It's been a different kind of year for shares of AT&T (T 0.60%) and Frontier Communications (FTR).

AT&T shares have underperformed the broad market indices such as the S&P 500 over the past 12 months by a fair degree. However, AT&T's lackluster trading pales in comparison with that of Frontier stock, which has lost roughly three-quarters of its value over the past year.

FTR Chart

FTR data by YCharts

However, stocks that have fallen out of favor with investors can sometimes make for interesting buys. So let's analyze shares of AT&T and Frontier across three important investing parameters to determine which stock looks like the better buy today.

Financial fortitude

Operating in the same industry, both companies have business models that are heavily predicated on the use of debt to fund their asset bases. To see what I mean, look at these four important measures of liquidity and solvency for the two companies:

Company

Cash and Investments

Debt

Cash From Operations

Current Ratio

Frontier Communications

$341 million

$17.8 billion

$2.0 billion

0.6

AT&T

$14.8 billion

133.2 billion

$40.6 billion

0.9

Data sources: AT&T  and Frontier Communications investor relations, Yahoo! Finance. 

While the two companies' capital structures should appear similar, AT&T is in significantly better shape than Frontier. AT&T carries about 11% of its total debt burden in cash and investments, and it generates annual cash flows from operations equivalent to 30% of its debt. In both regards, Frontier has far less margin for error. The regional telecom player holds a mere 1.9% of its borrowings in liquid assets, and its annual cash flows amount of 11.2% of its debt. That's not necessarily a death knell, though it is indicative of some of the long-term challenges the company faces. Either way, AT&T's clearly superior financial profile makes it the winner here.

Winner: AT&T.

An upward-pointing view of a cluster of telecom towers.

Image source: Getty Images.

Durable competitive advantages

Here's where the differences between the two telecom providers comes into clearer focus. Frontier provides landline telephone, broadband, and cable services to customers across 29 states. Those services represent the old guard of the telecom world. Frontier purchased Verizon's landline telecom operations in California, Texas, and Florida last year for $10.5 billion, in a deal that dramatically increased the company's debt burden.

The long-term outlook appears unfavorable for Frontier, as the secular trend away from landline services seems almost certain to continue. In its most recent quarterly report, Frontier saw residential and business subscribers decline by 3% and 4%, respectively.  Today, the company serves a mere 5.2 million customers, which pales in comparison with larger players such as AT&T.

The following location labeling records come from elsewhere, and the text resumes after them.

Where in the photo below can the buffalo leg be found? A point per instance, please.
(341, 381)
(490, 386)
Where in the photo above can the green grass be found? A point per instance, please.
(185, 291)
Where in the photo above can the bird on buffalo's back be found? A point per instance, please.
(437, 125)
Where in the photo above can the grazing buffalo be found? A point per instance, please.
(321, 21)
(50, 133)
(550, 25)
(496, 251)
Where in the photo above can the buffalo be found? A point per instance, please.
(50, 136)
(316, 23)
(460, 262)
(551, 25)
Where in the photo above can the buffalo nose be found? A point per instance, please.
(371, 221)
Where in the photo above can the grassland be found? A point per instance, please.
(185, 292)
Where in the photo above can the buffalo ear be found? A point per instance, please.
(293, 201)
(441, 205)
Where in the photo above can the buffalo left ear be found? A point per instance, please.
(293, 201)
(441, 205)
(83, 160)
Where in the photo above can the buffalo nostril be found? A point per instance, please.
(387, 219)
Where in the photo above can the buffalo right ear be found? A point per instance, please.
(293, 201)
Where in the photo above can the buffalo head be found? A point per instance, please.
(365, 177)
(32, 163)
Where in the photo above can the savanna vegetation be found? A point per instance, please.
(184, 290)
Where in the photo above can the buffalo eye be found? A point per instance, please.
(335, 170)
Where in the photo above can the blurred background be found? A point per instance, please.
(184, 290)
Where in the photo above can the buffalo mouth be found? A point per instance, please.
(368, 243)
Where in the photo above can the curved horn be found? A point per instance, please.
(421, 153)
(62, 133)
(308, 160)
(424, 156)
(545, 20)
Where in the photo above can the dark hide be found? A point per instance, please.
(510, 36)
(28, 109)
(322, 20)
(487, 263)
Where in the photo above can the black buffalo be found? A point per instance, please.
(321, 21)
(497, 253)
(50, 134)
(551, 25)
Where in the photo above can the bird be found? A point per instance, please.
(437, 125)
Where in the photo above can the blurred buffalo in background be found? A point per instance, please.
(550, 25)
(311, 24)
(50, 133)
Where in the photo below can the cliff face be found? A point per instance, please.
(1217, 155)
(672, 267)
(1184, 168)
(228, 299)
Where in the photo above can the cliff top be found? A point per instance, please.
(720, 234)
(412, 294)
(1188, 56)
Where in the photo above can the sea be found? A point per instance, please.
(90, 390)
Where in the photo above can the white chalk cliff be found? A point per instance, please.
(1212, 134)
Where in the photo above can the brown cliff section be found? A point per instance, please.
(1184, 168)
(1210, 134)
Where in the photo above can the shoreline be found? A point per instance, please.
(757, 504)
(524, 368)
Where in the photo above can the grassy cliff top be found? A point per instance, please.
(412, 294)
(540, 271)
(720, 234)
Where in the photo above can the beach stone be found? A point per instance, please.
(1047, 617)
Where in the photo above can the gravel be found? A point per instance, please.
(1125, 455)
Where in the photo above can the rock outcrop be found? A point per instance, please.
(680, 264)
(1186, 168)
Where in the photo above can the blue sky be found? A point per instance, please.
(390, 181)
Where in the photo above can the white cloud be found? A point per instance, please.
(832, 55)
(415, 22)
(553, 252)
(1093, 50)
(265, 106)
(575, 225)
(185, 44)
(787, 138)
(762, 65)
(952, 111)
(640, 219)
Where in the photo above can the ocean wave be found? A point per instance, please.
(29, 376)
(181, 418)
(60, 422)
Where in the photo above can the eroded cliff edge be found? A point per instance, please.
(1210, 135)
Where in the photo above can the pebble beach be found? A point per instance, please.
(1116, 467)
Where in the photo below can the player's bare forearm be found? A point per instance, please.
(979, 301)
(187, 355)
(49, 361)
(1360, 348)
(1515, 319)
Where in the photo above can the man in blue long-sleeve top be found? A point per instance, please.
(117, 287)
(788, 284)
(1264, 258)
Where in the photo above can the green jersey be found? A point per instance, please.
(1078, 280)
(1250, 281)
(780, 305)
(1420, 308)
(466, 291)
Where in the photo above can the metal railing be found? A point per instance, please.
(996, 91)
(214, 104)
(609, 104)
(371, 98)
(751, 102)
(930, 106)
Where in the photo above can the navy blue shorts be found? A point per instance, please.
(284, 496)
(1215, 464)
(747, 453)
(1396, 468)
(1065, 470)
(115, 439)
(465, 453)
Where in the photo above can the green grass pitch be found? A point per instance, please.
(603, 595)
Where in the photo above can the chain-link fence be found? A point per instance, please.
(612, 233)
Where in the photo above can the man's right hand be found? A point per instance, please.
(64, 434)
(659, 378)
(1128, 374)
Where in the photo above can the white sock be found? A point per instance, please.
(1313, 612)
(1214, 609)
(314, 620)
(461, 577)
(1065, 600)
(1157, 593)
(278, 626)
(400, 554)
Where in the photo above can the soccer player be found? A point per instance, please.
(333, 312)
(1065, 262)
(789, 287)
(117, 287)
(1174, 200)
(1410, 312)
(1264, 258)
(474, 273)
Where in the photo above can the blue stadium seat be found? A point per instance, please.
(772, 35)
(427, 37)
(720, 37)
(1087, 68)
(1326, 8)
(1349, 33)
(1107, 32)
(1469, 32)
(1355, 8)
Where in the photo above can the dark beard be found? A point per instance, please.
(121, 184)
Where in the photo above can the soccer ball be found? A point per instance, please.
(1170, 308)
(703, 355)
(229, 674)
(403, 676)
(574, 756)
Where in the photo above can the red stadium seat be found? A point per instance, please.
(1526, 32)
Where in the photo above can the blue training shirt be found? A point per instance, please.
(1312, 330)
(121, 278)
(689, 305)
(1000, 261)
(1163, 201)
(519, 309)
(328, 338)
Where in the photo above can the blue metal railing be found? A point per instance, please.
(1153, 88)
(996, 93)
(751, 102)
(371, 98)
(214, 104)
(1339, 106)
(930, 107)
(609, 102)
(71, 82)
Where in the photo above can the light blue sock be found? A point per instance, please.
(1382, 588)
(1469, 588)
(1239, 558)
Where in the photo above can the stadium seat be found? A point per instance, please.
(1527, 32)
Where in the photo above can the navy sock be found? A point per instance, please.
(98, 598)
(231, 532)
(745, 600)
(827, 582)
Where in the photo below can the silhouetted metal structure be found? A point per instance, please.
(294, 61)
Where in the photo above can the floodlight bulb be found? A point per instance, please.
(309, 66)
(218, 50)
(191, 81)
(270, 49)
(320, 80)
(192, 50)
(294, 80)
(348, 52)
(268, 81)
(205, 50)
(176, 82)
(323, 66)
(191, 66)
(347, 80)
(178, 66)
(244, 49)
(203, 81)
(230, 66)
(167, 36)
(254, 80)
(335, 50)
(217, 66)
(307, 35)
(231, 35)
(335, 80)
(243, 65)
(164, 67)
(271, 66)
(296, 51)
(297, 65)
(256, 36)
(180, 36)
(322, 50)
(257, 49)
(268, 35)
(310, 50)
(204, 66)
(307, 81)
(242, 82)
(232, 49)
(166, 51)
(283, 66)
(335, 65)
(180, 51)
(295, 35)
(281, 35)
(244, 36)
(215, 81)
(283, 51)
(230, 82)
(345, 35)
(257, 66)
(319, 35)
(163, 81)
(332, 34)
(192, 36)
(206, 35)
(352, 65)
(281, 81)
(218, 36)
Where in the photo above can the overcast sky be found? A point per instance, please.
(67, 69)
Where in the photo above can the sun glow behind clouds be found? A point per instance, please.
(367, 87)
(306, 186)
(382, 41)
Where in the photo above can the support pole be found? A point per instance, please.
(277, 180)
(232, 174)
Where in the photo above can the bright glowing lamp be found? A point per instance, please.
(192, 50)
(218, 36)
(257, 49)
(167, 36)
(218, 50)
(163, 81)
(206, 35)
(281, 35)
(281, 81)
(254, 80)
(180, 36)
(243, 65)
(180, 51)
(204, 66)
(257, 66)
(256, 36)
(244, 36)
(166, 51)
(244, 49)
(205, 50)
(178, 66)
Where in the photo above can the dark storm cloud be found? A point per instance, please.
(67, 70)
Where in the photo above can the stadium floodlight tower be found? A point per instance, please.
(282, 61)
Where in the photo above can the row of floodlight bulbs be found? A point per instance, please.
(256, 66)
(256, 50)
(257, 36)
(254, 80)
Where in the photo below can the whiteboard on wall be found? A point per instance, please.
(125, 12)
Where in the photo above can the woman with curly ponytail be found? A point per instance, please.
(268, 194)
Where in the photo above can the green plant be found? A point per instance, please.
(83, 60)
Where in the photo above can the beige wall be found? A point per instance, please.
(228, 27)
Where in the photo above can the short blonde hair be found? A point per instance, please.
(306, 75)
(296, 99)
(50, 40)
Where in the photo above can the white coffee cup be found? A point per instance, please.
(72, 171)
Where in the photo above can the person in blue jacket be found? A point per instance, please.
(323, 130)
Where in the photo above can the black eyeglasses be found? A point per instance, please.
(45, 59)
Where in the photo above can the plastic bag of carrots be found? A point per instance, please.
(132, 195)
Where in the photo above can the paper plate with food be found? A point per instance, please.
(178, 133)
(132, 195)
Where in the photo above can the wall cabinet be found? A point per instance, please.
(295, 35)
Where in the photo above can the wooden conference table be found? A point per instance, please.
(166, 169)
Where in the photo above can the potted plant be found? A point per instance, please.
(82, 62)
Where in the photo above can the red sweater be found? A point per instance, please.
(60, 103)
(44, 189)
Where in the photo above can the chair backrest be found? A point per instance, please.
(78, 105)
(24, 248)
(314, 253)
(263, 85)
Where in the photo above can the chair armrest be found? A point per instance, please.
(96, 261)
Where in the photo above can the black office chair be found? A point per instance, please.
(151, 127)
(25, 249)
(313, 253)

On the other hand, AT&T continues to position itself to benefit from the ongoing shifts in the telecom space. It's the second largest U.S. provider of wireless services, which have become the anchor of today's telecom bundles. Moreover, its 134 million subscribers narrowly trail Verizon's 146 million, and the two stand head-and-shoulders above the third- and fourth-place providers, T-Mobile and Sprint.

Perhaps more importantly, though, AT&T is set to acquire TV motion picture production powerhouse Time Warner for $85.4 billion. This deal should eventually allow AT&T to be among the first telecom providers to offer over-the-top cable services that stream to consumers' wireless devices. And that move should help AT&T counter the continued assault on the cable space from tech companies such as Alphabet's YouTube TV. 

In nearly every sense, then, AT&T is a stronger company then Frontier.

Winner: AT&T.

Valuation

Let's compare how shares of Frontier and AT&T are valued. Here's a snapshot of three of the most popular valuation metrics for the two companies.

Company

P/E

Forward P/E

P/Cash Flow

Frontier Communications

N/A

N/A

0.7

AT&T

18.3

12.7

6.2

Data sources: Yahoo! Finance, Reuters. 

The different dynamics of the two companies' businesses are pretty well reflected in their valuation. Frontier produced a net loss over the past 12 months, and those losses are expected to widen in the year ahead. Contrast that with AT&T, which is expected to increase its EPS both this year and next.  

There's not much of a comparison here. If the long-term outlook for Frontier weren't so negative, you might be able to look for some kind of contrarian investment thesis. However, that probably isn't the case, which makes AT&T an easy winner of this category.

Winner: AT&T.

And the winner is... AT&T

AT&T is an undeniably better investment than Frontier, which seems destined to continue to bleed customers. AT&T's savvy moves position it in the growth areas in the telecom space, which bode well for the company's continued EPS and dividend growth in the years to come.